Ronahî’nin babası Mustafa’nın Basel Derneği’nin kurucularından olduğu bilgisini paylaşan Taş, 1991’de bir etkinlikte Ronahî’yle yaptıkları tartışmayı hatırlatarak şöyle diyor: “Bedriye yanıma gelerek, ‘Memet abi, her şey bitti. Siz daha neye uğraşıyorsunuz’ dedi. Niye böyle diyorsun dedim. O da ‘Sovyet bloğu parçalandı, sosyalizm yıkıldı, neye uğraşıyorsunuz’ dedi. Ben de kendisine Önderliğin bu konudaki değerlendirmelerinden bahsettim. Onunla tartışırken inanılmaz bir öğrenme isteği olduğunu gördüm. Bir hafta sonra Basel Derneği’nde buluşmak için sözleştik. Bir hafta sonra geldi. Dernekte o zaman Elif Ronahî arkadaş da vardı. Ben konuşmamızı çoktan unutmuştum ama o hemen konuya girdi. Müthiş bir algı ve zekiliği vardı. 

Aklına koyduğunu yapardı

Aynı günün akşamında bütün arkadaşlar kitle çalışmasına çıkacaklardı. Bir arkadaş ‘Benim bölgemde biri var, fakat ikna edemiyorum’ dedi. Bu esnada Ronahî birden atılarak, ‘Ben gideceğim ona’ dedi. O kişi meğerse Ronahî’nin okul arkadaşıymış. Yalnız bu çalışmayı yapan arkadaşların gözlerine baktığımda Ronahî’yi baştan aşağıya süzen ve alaycı bir tebessümle, ‘Biz gidip alamıyoruz, sen mi alacaksın’ gibi bir ifade vardı. Daha sonra ben, Elif Heval ve Ronahî beraber o kişiye gittik. Ronahî o kişiyi görür görmez hemen sarıldı ve bir yere oturduk. Konuşmalarıyla onu ikna etmişti. Sonra derneğe geldiğimizde kitle çalışmasını yapan arkadaşlar şoka girmişlerdi. Nasıl olur Ronahî bunu nasıl başardı diye kendi aralarında fısıldıyorlardı.” 

Bedriye artık Ronahî oldu

Bundan sonra artık Bedriye, Ronahî olur. Gençlik çalışmalarına başlar. Yirmi günlük bir eğitim devresinden sonra mücadeleye aktif ve profesyonel bir şekilde katılır. Bir süre Serxwebûn’da basın çalışması yürüttükten sonra kadın çalışmalarına geçer. Ardından kitle çalışmaları için Almanya’ya gelir.  

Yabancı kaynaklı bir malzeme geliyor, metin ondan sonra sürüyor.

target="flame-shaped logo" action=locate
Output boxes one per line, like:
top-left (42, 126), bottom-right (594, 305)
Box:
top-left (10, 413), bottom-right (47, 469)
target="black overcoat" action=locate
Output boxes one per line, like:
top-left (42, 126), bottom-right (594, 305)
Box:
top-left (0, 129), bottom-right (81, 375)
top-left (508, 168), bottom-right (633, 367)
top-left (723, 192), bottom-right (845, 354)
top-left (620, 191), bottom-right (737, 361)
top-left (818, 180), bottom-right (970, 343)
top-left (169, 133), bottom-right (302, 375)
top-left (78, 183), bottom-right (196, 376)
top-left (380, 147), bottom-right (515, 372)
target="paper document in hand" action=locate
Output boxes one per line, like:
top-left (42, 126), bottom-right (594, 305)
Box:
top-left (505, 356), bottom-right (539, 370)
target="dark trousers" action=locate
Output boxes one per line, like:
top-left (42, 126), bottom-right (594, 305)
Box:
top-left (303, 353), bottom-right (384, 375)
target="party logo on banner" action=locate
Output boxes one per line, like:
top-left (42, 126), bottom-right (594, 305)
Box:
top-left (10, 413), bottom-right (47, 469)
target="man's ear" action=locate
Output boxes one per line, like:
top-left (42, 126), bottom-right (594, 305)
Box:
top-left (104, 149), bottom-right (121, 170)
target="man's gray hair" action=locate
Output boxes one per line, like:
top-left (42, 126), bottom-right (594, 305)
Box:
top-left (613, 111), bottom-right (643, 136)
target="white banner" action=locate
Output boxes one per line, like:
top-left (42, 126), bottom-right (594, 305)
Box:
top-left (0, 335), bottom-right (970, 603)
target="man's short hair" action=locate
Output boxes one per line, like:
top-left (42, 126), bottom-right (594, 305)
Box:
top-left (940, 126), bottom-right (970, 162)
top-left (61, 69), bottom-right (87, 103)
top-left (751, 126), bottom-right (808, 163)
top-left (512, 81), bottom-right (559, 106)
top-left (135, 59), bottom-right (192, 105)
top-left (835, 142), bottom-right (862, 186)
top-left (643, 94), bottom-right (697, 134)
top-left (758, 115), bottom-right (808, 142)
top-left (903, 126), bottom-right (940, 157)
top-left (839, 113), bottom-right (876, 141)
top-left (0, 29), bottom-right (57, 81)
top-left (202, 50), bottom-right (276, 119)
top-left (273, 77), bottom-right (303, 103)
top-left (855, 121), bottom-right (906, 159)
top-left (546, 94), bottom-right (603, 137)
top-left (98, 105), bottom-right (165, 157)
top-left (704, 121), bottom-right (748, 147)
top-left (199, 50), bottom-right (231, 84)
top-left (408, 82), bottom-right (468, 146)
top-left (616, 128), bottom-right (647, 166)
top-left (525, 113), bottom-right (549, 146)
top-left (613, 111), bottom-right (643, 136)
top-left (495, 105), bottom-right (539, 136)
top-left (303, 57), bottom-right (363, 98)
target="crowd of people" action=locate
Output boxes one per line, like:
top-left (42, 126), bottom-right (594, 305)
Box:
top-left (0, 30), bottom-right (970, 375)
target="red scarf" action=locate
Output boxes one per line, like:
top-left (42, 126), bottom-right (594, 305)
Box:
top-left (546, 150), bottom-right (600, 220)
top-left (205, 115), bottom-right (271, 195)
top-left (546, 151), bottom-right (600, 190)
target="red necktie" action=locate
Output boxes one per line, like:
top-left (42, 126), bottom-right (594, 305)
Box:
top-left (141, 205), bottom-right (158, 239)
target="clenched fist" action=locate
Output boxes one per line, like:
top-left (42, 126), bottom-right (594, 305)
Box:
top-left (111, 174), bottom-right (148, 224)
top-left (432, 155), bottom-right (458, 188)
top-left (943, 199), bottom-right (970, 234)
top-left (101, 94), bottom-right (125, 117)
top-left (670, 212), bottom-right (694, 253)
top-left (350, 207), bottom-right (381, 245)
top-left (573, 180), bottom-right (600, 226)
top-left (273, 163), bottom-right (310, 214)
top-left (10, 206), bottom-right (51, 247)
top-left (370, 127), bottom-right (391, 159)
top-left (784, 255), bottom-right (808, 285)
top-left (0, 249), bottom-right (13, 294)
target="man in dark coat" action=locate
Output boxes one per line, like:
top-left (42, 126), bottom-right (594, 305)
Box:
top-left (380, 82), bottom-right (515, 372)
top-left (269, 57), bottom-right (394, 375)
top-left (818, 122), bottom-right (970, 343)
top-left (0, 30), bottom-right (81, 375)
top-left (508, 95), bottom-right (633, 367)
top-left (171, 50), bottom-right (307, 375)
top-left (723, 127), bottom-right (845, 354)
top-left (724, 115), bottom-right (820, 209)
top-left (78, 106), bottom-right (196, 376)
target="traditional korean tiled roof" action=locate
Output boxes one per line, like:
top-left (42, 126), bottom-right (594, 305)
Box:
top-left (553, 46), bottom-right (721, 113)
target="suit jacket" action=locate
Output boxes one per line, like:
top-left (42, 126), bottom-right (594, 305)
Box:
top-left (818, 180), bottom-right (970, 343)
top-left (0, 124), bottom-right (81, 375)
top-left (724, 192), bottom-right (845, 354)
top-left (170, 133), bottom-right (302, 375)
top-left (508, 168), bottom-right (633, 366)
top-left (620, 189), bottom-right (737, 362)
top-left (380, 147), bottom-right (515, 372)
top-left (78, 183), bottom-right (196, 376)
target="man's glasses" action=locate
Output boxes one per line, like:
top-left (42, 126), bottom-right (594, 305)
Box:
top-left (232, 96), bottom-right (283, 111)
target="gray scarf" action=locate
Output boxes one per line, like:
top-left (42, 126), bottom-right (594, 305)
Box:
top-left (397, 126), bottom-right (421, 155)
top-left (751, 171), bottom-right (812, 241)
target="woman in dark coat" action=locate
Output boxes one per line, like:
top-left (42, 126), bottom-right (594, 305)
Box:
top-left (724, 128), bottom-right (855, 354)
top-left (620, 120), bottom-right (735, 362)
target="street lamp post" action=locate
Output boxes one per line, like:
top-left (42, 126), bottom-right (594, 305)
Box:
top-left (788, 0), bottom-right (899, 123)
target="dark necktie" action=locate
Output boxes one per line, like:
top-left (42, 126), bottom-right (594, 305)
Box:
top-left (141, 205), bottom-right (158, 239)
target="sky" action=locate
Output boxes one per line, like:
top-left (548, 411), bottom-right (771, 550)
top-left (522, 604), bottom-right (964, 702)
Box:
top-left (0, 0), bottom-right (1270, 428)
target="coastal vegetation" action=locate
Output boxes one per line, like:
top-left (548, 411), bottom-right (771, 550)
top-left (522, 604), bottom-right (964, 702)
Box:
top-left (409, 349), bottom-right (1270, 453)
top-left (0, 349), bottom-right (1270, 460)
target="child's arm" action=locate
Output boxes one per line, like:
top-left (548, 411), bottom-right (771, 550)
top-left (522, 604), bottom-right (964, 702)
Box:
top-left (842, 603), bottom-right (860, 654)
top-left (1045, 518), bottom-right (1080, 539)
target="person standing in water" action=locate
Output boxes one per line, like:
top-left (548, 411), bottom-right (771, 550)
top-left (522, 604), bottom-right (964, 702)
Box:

Hastaneden kaçıp cenazeye katıldık

Berlin’de 24 Haziran 1993’te Türk Konsolosluğu’nu işgal eylemi gerçekleştirildiği, konsolosluktan açılan ateş sonucu kendisinin de yaralandığını belirten Taş, “Bir arkadaş da orada şehit oldu. Şehit olan kişi Urfalı Şerafettin Kurt’tu, benim kollarımda şehit oldu. Beni de hastaneye kaldırdılar. Bu sırada Ronahî hastaneye beni görmek için gelmişti. Doktorlar yaralı olduğum için dışarı çıkmama izin vermiyorlardı. Ben ve Ronahî hastaneden kaçarak şehit düşen arkadaşın cenazesine gittik” diye anlatıyor.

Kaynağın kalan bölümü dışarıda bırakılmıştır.